The pressure was on Kinger because he was the fourth of twenty finalists to take his runs. The seeding was determined through the qualifying runs held Friday, and the top riders got to go last–including local favorite Tommy Czeschin and helmet posse rider Adam Petraska.
After Kinger’s first run, he was in second behind Luke Wynen who was going huge. Kingwill watched as Wynen stuck another great run his second time through, only to be topped by Lael Gregory, who was next down and stuck a 720, a Cab 720, and several equally huge straight airs.
Rob dropped in fourth, blew away everything that came before, and took the lead. “I’m stoked I landed on my feet again,” Kinger said. ” It’s the eighth time I’ve ever done that trick in my entire life. I’ve landed every one I’ve tried and I still don’t really know how to do it.”
After that all Rob could do was watch as some of the best halfpipe competitors in the U.S. took their final runs, knowing that they couldn’t hold back.
One rider who didn’t was Todd Richards, who made the most of his specialty–technical spins–and landed in second place with an overall score of 41.2. His rotations score was a 9.2, boosting him up the ladder. Todd hadn’t planned on doing many pipe competitions this year and kind of fell into this one. “I was going to meet my girlfriend here so we could drive back down to Southern California so I really wasn’t going to do this contest, then she didn’t even show up so I had to do it anyways,” he said. “But this was fun. This pipe is great, you can just rail in it.”
In a surprise, third place went to New Jersey local Mark Reilly who also had a great second run that showed huge airs and a high amplitude score.
On the women’s side, Shannon Dunn was the top qualifier, dropped in last for the first run of the finals, had the highest score at 39.7, and wasn’t challenged in the second round. However, knowing the win was her’s, she didn’t hold back on the second run, scored a 40 around a MacTwist and 720, and served notice that she’s still one to chase in halfpipe competitions. Of course the $10,000 didn’t hurt as motivation, either.
Shannon, as usual doesn’t know why she won. “I don’t know,” Shannon said. “It’s all about luck. I haven’t ridding the pipe in a long time so I guess it’s just luck. I do want to say that Jeff Anderson had a really progressive run with switch stuff and I think he should have been on the podium, but I don’t think the judges noticed. It was one of the most progressive runs I’ve ever seen.”
Fellow Burton team riders Natasza Zurek and Cara-Beth Burnside ended up in the second and third places, with Zurek sticking a Mactwist, and CB going for a 540 and 720 Ally-oop.
Last week’s Van’s Triple Crown pipe winner Ross Powers was noticeably absent from the competition, but hanging out on the sidelines. He was victim of a drug test in which he tested positive to taking stimulants.
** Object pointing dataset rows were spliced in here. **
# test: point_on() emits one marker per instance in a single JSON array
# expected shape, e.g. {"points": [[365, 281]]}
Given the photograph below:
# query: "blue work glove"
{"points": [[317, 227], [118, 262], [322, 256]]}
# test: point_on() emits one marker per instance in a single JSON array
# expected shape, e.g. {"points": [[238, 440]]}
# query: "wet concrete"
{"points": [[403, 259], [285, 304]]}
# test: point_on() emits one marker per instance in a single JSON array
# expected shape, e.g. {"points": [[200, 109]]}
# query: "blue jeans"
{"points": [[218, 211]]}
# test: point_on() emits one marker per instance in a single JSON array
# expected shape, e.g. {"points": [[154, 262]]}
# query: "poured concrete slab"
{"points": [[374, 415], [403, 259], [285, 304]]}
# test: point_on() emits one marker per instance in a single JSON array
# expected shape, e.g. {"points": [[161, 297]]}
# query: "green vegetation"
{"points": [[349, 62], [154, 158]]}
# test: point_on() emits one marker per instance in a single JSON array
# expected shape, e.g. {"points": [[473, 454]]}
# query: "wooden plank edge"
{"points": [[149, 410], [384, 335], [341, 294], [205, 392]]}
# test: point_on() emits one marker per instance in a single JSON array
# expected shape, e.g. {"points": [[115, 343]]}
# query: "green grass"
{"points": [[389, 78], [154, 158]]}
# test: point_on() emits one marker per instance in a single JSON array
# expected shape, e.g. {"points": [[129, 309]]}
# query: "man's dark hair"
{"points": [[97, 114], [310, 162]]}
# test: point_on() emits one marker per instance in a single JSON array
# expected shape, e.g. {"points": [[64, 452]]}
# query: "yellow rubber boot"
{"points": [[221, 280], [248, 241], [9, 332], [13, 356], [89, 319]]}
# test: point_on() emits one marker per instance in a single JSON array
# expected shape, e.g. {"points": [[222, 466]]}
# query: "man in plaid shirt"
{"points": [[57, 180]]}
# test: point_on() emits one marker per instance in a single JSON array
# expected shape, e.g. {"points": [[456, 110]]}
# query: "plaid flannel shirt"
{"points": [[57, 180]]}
Ross who has obviously gotten the drug question too many times in the past few weeks was able to lauggh it off with a list of jokes. “I tried out some of that Polo cologne and some of it seeped into my system and somehow I failed the drug test,” he said. “Then the next one I went to they said drug test so I tested all of them.”
USSA officials say that the stimulant Ephedra was in a supplement that Powers had been taking and he didn’t realized that it would produce the positive test. He is on suspension for one month and expects to be back competing at the Breckenridge Grand Prix in early January.